The NSS 78th Round – Multi-indicator Survey looked at nine ICT skills of the young population between 15-29 years, which are also the skills identified by UNO under SDG-4. Across most of these skills, the Southern states are consistently in the top-5 in terms of the population that possess these skills with Kerala outperforming all other states by a huge margin.
In the first part of the series on Information and Communication Technology (ICT) skills measured in the NSS 78th Round – Multi-Indicator Survey, the primary focus was to look at the rural-urban divide and gender-wise disparities in terms of possession of ICT Skills. The results from the analysis show that there is a significant rural-urban divide and a visible gender disparity in possessing ICT Skills. Further, this variance is analogous with the level of skill, with higher skills heavily skewing towards urban and male respondents.
In this second part, we look at these trends state-wise. In other words, the goal is to analyse the trends for both inter-state and intra-state variations. The skill categorization used in this part is the same as the first part. Data from North-Eastern and Union territories is excluded to remove the scope for outliers, and data of only 15-29 years of age is considered for this analysis.
The data regarding the ICT Skills from the NSS 78th Multiple-Indicator survey is taken from Factly’s Dataful website.
Only 8 states out of 18 large states have more than 50% population who possess basic ICT skills
For the purpose of this analysis, data for the most basic ICT skill – Copying or Moving a file or folder is considered. It is observed that, among the 18 large states in India, only 8 states have reported more than 50% population with the ability to perform this operation This number is almost similar even if we consider the next basic skill- use copy or paste tools to duplicate information. Interestingly, four out of these 8 states are from the South of India.
In an era of the growing importance of digital skills and technological progress, and despite various skilling missions by successive governments, such limited exposure of the population to even some of the most basic ICT skills is concerning.
Only Kerala with more than 40 percent that can create electronic presentation.
If we consider the data of the population that can create an electronic presentation with presentation software (including text, images, sound, video, or charts), no state among the 18 large states have more than 40 percent with that ability.
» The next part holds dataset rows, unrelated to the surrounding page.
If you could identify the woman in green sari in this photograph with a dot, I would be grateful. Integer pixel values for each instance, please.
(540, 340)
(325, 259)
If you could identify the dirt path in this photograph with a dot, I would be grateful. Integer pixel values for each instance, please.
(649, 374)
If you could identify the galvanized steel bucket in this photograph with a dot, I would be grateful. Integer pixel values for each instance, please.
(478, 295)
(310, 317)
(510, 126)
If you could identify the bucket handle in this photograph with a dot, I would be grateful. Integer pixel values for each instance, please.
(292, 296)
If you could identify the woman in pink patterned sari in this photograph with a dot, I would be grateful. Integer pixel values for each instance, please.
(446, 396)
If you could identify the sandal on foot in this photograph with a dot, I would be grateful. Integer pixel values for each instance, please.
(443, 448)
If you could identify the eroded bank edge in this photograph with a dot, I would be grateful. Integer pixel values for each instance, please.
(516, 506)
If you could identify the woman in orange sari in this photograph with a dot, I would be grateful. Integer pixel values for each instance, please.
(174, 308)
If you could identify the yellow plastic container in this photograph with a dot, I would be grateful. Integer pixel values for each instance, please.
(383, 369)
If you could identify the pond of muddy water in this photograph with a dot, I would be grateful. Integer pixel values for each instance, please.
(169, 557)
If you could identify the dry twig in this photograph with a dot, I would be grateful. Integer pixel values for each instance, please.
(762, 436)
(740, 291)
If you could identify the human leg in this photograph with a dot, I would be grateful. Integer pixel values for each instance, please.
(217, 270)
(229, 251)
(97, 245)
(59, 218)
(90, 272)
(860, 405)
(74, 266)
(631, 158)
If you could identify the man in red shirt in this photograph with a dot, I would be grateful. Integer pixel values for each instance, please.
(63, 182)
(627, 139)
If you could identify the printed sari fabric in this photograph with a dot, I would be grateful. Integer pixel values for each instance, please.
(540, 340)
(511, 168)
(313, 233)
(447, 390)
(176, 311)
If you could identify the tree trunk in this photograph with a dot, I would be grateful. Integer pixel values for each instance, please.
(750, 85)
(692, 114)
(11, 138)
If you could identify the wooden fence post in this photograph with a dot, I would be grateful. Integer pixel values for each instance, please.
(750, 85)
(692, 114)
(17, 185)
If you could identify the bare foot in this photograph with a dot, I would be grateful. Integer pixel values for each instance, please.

Kerala tops with 40.3% followed by Tamil Nadu with 26.1%, and Karnataka with 22.5%. Rest all states have below 20 percent population with that ability.
Kerala outperforms rest of states in all ICT Skills
The data on the ICT skills across states show that Kerala dominates other states in all the ICT skills measured. The difference between Kerala and the next best state is significantly large, indicating the exceptional performance of Kerala. Further, the difference between Kerala and All-India scores also indicates that Kerala is far ahead in terms of its performance in ICT skills.
Southern states dominate among the best performing states.
If we consider the high-performing states in each ICT skill, it is evident that almost 4 out of the top-5 performing states belong to the southern region. States like Kerala, Tamil Nadu, Karnataka, and Telangana consistently fared in the top-5 high performers, while northern states such as Uttar Pradesh, Bihar, Assam, and Madhya Pradesh recorded very low scores in almost all ICT skills. With increasing skill levels, the gap between the highest and lowest-performing states gets narrowed. However, this has more to do with the complexity of the skill category and the proportion of the population possessing them. That is, for basic skills, a higher proportion may possess such skills whereas, for advanced skills, only a smaller proportion possesses such skills, making the difference between top and bottom-performing states narrow.
Urban-rural divide almost absent in advance ICT skills for Kerala
For analysis, the proportion of the population who reported the ability to write a computer program using a specialised programming language was chosen, since it is a highly skilled activity. It is observed that states like Karnataka, Kerala, Tamil Nadu, Telangana, and Andhra Pradesh have significantly higher proportions of population reporting this skill. However, within these states, there is a clear urban-rural divide across the same gender with urban areas dominating the rural areas. However, for Kerala, the urban-rural divide is very small or almost negligible. Such equal distribution of proportion in each gender represents a growing interest to acquire higher skills in rural areas as well. Despite this, the gender divide still remains.
The 21st century is often termed the century of the digital revolution. Huge changes are taking place in the technological spheres across the globe. While the world is making strides in adopting digital literacy and enhancing competency, there is still a lot of work to do in India. It is disheartening to see that more than half of the large states do not even have half of the young population possessing basic ICT skills. It is high time that adequate focus be given by governments to ensure that youth possess the requisite digital skills.